Q. Grand Admiral, did the armed enemy vessels act then in
the manner which you have described; that is, did they
really fire as soon as a submarine came within range?

A. Yes. As early as ... according to my recollection, the
first report came from a U-boat about that on 6th September,
1939.

Q. With this order, however, we find a further supplement
under AMS I 118, dated 13th June, 1940, on Page 165, and
here we read:

  "With reference to D.M.S. Part I article 53, it is now
  considered clear, that in submarine and aerial operations
  the enemy has adopted a policy of attacking merchant
  ships without warning. Sub-paragraph (b) of this article
  should therefore be regarded as being in force."

That means, then, that the order which we read before, (b),
was to be considered in effect only from 13th June, 1940. Do
you mean to say that actually before that, from the very
beginning, your actions came under the heading (b)?

A. I have already stated that between an offensive and
defensive use of armament on the part of an armed
merchantman against a submarine, there is practically no
difference at all, that it is a purely theoretical
differentiation. But even if one did differentiate between
them, then beyond doubt the Reuter report - I believe dated
9th September - which said incorrectly that we were
conducting unlimited submarine warfare, was designed to
inform ships' captains that now the case (b) was valid.

                                                  [Page 217]

Q. I put to you now a directive on the handling of depth
charges on merchant ships. It is on Page 168, the reference
list. The heading is "Reference List (D)," the date is "14th
September, 1939."

A. What page?

Q. Page 168.

A. Yes.

Q. I read:

  "The following instructions have been sent out to all
  W.P.S.'s: It has now been decided to fit a single depth
  charge chute, with hand release gear and supplied with 3
  charges, in all D.M.S. of 12 knots or over."

Then there are more details and, at the end, a remark about
the training of the crews in the use of depth charges.
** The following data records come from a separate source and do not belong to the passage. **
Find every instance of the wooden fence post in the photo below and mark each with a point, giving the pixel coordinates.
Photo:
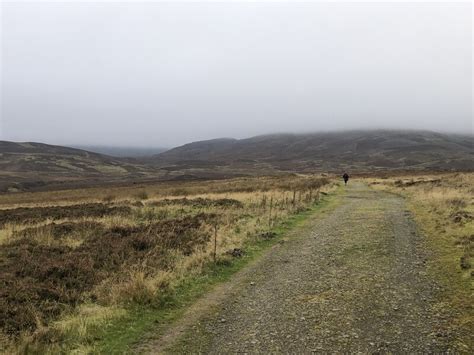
(215, 242)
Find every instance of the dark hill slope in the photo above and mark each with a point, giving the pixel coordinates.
(331, 151)
(25, 166)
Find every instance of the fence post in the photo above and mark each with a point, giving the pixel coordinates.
(270, 214)
(215, 242)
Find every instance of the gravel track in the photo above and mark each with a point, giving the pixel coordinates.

The
distribution list shows numerous naval officers.

Did you experience this use of depth charges by merchant
vessels, and were such depth charge attacks by merchant
ships observed?

A. Yes, repeatedly.

Q. Speaking of a ship with a speed of 12 knots or more, can
one say that a depth charge attack against a U-boat is a
defensive measure?

A. No. Each depth charge attack against a submarine is
definitely and absolutely an offensive action; for the
submarine submerges, is harmless underwater, and the surface
vessel which wants to carry out the depth charge attack,
approaches as closely as possible to the position where it
assumes the U-boat to be, in order to drop the depth charge
as accurately as possible on top of the U-boat. A destroyer,
that is a warship, does not attack a submarine in any
different way.

Q. You therefore justify the way in which you attacked enemy
ships by the tactics employed by enemy merchantmen. However,
neutral ships also suffered, and the prosecution charges the
German U-boat command expressly with this. What have you to
say to that?

A. Neutral merchantmen, according to the political directive
on the orders of the Naval War Staff, were only attacked
without warning when they were found in operational zones
which had been definitely designated as such, or naturally
only when they did not act as neutrals should, but like
ships which were participating in the war.